Second, Chinese food is cooked. Going to a Chinese restaurant was a night out for people who cooked themselves. No flame touches the dockside treats of Seppuku. Bites of chilled, squirmy salmon or tuna seem like just the thing for people who don’t know how to boil water. If you have to order in, the little take-out boxes look just fine in the cavernous, empty refrigerator.
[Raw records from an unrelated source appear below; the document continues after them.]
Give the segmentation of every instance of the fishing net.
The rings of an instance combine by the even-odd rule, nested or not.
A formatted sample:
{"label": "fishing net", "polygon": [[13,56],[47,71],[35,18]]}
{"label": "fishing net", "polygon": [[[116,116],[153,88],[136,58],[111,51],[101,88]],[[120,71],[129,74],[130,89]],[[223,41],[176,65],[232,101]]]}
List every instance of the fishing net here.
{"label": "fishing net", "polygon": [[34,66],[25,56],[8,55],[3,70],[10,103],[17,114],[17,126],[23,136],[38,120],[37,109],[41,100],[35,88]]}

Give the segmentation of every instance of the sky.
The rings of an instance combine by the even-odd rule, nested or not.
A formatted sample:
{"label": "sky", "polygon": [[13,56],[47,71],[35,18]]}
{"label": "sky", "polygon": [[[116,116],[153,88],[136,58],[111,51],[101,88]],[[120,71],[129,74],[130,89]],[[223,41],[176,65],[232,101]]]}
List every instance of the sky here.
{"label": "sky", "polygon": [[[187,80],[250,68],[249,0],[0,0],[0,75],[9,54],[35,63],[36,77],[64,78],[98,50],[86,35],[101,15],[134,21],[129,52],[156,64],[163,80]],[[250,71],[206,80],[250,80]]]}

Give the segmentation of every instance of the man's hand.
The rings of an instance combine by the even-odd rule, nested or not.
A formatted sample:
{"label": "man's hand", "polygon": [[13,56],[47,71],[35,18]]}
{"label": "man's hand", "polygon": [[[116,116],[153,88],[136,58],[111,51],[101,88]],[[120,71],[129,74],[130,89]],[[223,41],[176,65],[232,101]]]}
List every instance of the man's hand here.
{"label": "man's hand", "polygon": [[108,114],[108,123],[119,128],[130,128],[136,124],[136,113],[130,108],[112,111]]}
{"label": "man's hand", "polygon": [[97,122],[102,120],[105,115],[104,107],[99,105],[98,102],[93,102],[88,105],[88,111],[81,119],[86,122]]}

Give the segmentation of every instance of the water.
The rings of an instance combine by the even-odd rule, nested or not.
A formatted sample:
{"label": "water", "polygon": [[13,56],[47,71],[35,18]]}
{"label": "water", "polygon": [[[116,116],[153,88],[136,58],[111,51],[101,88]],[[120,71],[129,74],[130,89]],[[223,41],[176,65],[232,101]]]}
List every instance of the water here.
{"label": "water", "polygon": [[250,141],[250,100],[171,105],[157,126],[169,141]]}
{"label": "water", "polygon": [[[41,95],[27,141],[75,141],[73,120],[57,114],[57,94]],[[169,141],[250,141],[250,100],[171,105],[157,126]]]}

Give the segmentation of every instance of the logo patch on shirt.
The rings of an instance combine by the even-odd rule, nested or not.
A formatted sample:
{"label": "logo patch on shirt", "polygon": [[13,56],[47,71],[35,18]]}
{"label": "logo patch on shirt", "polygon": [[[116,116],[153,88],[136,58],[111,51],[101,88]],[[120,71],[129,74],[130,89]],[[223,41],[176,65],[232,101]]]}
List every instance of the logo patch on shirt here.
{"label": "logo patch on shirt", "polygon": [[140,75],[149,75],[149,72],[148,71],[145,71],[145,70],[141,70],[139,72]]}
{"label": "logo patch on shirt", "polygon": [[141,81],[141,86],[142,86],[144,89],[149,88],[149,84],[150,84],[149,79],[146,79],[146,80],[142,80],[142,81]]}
Third, the form that Japanese culinary dominance takes is appropriate to an age when strange is not strange. Chinatowns, in New York and elsewhere, flourished during the time of Charlie Chan. A quarter of the globe went from pigtails straight to “The East Is Red,” with only the briefest stop at Chiang Kai-shek. Chinese food was enticing, amusing, or unsatisfying, but definitely exotic. Japan was exotic once too, when Toshiro Mifune played in art houses. But now, when every suburban kid spends junior year of high school abroad, and every young hipster grows up with manga and anime, the Japanese restaurant is one more pit stop. Add quick, cold, and uncomfortable, and it’s just like home.